Industrial development in China will continue to accelerate whether U.S. manufacturers embrace growth in the region or resist it. The companies that seek ways to partner with Chinese manufacturers rather than viewing them as competitive threats can position themselves for significant expansion opportunities.
Three executives from major companies, including General Electric Corp. Vice Chairman John Rice, relayed a similar message Nov. 10 during an Ernst & Young Strategic Growth Forum discussion in Palm Desert, Calif. Companies can be successful partnering in China if they're willing to demonstrate they're committed to conducting business in Asia, said former Chrysler and Home Depot CEO Robert Nardelli.
"If you want to be in China, a customer call has to be a car ride, not an airplane across the ocean," said Nardelli, now CEO of Cerberus Operations & Advisory Company LLC. "This is a long-term commitment, and they look for your presence to show your level of commitment."
U.S. companies need to devote some time in China to gain trust from Chinese business partners, said Jeff Joerres, CEO of staffing firm Manpower Inc.
"You have to put in some very long nights. They want to trust you; they want to understand you," Joerres said. ... You have to spend time."
The panelists suggested that it's important to maintain a full-time presence in China by locating a company representative in the region. Two days before the panel discussion, General Electric announced Rice will relocate to Hong Kong to lead the company's global operations.
Rice, 53, currently serves as head of the company's technology and infrastructure division.
Effective Jan. 1, he will be responsible for all non-U.S. markets with an emphasis on high-growth markets such as China, India, the Middle East and Brazil, the company said.
GE expects global markets will account for about 60% of the company's overall sales, CEO Jeff Immelt said following the Rice announcement.
If companies want to remain competitive, the opportunities in China can't be ignored, said Rice during the panel discussion.

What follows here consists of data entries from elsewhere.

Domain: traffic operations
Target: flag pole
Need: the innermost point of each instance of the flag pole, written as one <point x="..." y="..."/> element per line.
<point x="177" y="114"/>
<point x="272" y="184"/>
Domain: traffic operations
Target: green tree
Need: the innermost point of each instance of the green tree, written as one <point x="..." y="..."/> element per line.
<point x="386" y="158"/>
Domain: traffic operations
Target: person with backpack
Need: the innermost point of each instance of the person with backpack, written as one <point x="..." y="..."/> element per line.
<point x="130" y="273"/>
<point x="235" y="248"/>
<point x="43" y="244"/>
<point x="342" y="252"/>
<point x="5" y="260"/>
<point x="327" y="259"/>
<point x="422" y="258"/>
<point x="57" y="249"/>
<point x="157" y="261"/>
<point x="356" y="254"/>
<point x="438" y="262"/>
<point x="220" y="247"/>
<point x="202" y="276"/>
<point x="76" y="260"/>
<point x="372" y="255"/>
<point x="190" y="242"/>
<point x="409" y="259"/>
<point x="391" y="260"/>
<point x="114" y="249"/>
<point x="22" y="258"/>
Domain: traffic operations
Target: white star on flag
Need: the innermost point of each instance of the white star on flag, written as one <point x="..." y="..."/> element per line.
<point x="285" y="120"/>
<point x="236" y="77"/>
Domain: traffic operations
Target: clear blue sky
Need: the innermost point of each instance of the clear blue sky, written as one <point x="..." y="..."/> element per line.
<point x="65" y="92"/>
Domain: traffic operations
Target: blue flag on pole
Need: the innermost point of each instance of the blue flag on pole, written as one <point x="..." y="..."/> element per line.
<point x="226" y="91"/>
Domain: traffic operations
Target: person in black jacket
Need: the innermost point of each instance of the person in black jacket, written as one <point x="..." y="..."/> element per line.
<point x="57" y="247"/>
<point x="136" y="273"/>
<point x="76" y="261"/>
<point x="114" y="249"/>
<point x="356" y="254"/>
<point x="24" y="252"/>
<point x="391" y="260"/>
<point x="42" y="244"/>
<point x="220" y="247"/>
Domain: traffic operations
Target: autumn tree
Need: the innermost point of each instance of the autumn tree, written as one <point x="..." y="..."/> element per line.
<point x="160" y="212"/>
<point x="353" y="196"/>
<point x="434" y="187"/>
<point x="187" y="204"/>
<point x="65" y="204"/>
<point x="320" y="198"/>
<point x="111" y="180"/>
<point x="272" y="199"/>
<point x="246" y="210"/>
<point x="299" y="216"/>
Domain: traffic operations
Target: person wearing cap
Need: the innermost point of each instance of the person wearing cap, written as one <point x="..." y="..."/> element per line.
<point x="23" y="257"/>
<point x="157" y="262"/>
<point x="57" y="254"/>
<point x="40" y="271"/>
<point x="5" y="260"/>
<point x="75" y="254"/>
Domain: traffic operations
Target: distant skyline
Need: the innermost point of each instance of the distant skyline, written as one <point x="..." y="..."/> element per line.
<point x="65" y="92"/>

"There is nobody who is confused about the fact that China will be the world's largest economy at some point," Rice said. "So yes it's complicated, yes it's hard, it doesn't always play out the way you draw it on the charts, but you have to be there. Who in their right mind in the businesses that we're in are going to opt out of the world's biggest economy? I'm not going to let that happen on my watch."
GE has 24 joint ventures in China, three that were announced the same week as the E&Y event, Rice said. A joint venture in China teaches companies what it's like to be a true partner, said Rice, recalling some struggles GE faced in its initial partnerships in the country.
"Twenty years ago in our company we would be a joint-venture partner with 51%, but we ran it like we had 99.9%, and we weren't a very good partner, and we screwed up a few partnerships," Rice said. "Now, if you go in with a state-owned enterprise and you contribute your commercial avionics business, you better be prepared to create a win-win, or that thing is not going to work."
As for fears regarding the potential loss of intellectual property in China, Rice said the risk is there, but companies stand to lose more by inactivity
"Our experience is that you can protect what you need to protect," Rice said.
He noted that GE formed a joint venture 10 years ago in China to produce gas turbines and that the company had some concerns regarding intellectual property at the time. But he said the company realized that it was involved in a competitive-bidding process with competitors around the world and that if GE didn't enter the market, someone else would.
"So, are you better off sitting on the sidelines or getting in and trying to control your destiny a little bit?" Rice said. "It's a risk, but it's a risk everywhere."
Nardelli commented that it's important to not "launch and leave." Companies should maintain a presence in China after introducing a product.
"The Chinese will dedicate people, and they will absorb as much as you will allow them to absorb, and if you aren't equally matching that on the other side in the joint venture where you have shared resources and shared technologies, shame on you," Nardelli says.